Dear Michele,
Your prompt for January’s collaboration is “mother.” Please write about your role as a mom and how it’s changed the woman you were, positively and negatively, and how you feel about this role. Has being a mother made you a better person? Did you always know you wanted to be a mom? Explain your relationship with your mother and how it’s affected the mother you are today. What makes a mom a good mom? What kind of mother do you want to be to your children? What would you like them to remember about you?
I look forward to reading your entry.
Cheers,
Rasee
I’ll probably post this at Motherless as well. It’s hit a few buttons for me so I’ve been putting it off.
My role as a mother has changed me, yes. Not so much “me” but more my own perception of myself. When I started out, I wanted many children – always have. I wanted to be a stay at home mother, white picket fence, lots of kids, the works. I’m starting to realize now – now that my reality is so very different from my young dreams, that it was more about what I didn’t have than what I wanted. What did I get? A strong marriage, two special needs kids, no money, and the necessity to work for the health insurance for the kids, living next door to my parents in a craptastic sham of a house. Only two. I can’t handle any more – physically, mentally, fiscally, you name it.
I realized that I don’t think I am a good mother. I realized I have no patience. I realized what my limits were, and that it was important to recognize them. I want to do the things that in my mind make a good mother – but at the end of the day it’s as if I don’ t have any more in me to give. Do I think that motherhood has made me into a better person? Actually, yes. It’s made me, with all our problems, recognize the big picture, and what is and isn’t important in the grand scheme of things. It’s made me more tolerant if some things, but totally less patient with the bullshit – I don’t have time to coddle a grown up.
And of course it all always goes back to the way I grew up. At first I was terrified I’d end up being like Jeannette. Not a maternal bone in her body, and no real need/desire/capability of making real relationships. I thought maybe it was genetic, so I aborted my first pregnancy at 21 years of age. I could have made it work, but pressure from my ex and my fears of being genetically incapable of love both won out. It was later that I realized (when I met my husband) that I really did have the capacity of true love, and there was something in me for someone else to love. Ironically, we lost our first baby too. All my life, I both compared myself to, and fought against the genetic legacy of my biological mother. When our oldest hit 4 years old, I thought, “Okay… Here’s where I find out if I can stay. Here’s where I find out if I’m truly like her.” – but I stayed. I had no thoughts of leaving, of giving up.
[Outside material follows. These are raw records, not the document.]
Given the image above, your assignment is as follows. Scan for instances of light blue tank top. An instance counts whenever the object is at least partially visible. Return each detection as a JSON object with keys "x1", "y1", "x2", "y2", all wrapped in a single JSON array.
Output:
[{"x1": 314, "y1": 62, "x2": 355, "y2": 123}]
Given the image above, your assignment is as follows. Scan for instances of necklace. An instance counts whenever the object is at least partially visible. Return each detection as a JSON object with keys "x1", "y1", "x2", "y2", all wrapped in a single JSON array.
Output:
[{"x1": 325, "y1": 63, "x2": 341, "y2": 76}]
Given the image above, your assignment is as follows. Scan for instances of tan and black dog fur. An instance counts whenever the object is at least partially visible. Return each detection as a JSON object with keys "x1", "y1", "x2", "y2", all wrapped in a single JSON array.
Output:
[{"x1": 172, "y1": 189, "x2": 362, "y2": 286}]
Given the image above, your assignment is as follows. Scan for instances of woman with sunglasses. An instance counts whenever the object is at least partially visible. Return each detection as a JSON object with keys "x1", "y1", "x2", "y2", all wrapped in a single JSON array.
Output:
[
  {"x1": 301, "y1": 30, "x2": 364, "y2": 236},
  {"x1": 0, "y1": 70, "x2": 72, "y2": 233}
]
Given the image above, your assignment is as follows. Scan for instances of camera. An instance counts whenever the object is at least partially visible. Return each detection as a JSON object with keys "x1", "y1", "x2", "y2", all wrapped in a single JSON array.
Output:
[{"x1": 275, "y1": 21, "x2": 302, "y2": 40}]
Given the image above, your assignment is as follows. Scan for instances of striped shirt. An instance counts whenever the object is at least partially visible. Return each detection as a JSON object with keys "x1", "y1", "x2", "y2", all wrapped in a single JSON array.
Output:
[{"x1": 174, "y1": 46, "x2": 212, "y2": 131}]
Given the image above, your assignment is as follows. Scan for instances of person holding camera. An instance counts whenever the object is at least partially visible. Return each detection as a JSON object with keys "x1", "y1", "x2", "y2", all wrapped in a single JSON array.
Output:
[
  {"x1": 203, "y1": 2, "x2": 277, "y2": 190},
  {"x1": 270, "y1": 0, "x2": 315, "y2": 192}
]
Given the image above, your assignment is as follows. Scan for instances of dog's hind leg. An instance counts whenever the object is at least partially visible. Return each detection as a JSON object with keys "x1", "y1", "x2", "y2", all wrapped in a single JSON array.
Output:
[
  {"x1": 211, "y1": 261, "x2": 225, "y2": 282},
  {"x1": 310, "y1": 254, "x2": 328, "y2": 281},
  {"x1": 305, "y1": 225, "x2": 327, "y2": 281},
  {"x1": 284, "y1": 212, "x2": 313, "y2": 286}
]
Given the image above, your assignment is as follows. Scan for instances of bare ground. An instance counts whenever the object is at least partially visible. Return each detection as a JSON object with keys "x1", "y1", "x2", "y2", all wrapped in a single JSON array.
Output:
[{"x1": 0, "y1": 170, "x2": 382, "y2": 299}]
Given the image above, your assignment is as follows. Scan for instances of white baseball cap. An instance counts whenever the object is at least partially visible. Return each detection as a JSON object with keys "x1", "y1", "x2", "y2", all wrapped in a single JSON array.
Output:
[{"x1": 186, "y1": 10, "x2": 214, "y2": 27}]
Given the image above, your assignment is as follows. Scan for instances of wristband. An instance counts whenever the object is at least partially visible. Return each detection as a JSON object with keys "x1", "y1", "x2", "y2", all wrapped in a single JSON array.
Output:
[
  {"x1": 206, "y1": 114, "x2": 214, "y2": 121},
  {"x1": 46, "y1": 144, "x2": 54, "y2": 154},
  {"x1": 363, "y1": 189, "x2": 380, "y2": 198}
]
That’s the age I was when she abandoned me.
As for my mom (great-aunt, the woman who raised me) – She wasn’t your “typical” mother either. Older than the other kids’ moms. Generally sickly. Concerned with her own elderly mother. Absolutely NO interest in the PTA. But she loved me I knew that. She was (and is) neurotic and crazy and exasperating. But has ALWAYS been there for me. In an weird way. I called to tell her I was getting married, and she knew before I told her (she didn’t even know I was dating – it was a difficult time in our lives). Each pregnancy & the miscarriage – told me before I had the chance to tell her. We’re connected. but it can be a strange conflicted adversarial challenge for power. But she’d die for me or her grandkids.
I have no real “quality mother” role models for motherhood, so I struggle. Hoping I’m not visiting the sins of the past onto my children. What do I want them to remember of me? That I loved them. Wholeheartedly, with everything in me, forever, without a doubt – and that I did really try my very very best.
I feel the same way about not being a good enough mother, and that at the end of the day, I just don’t have enough in me to give. And I don’t have as much on my plate as you do, so I can’t even imagine. I think that we all just do our best.
This is my first time here, but I really like your site. And you have beautiful kids (from the previous pictures).
Keep on keepin’ on, mama.
This post hit a few buttons for me, too. I was adopted, and although my parents tried their best, they didn’t show us any love or affection at all. They never, and I mean NEVER, said “I love You” to my brother and sister and I (we were all adopted). So I worried that I would not know how to show love to my children. When my first son was born, I think I overcompensated by telling him I loved him about a dozen times a day!
I have come to realize that we find our capacity to love from within, not from without. I haven’t had the courage to tell my story on Motherless some day, but I will. Thanks for the post.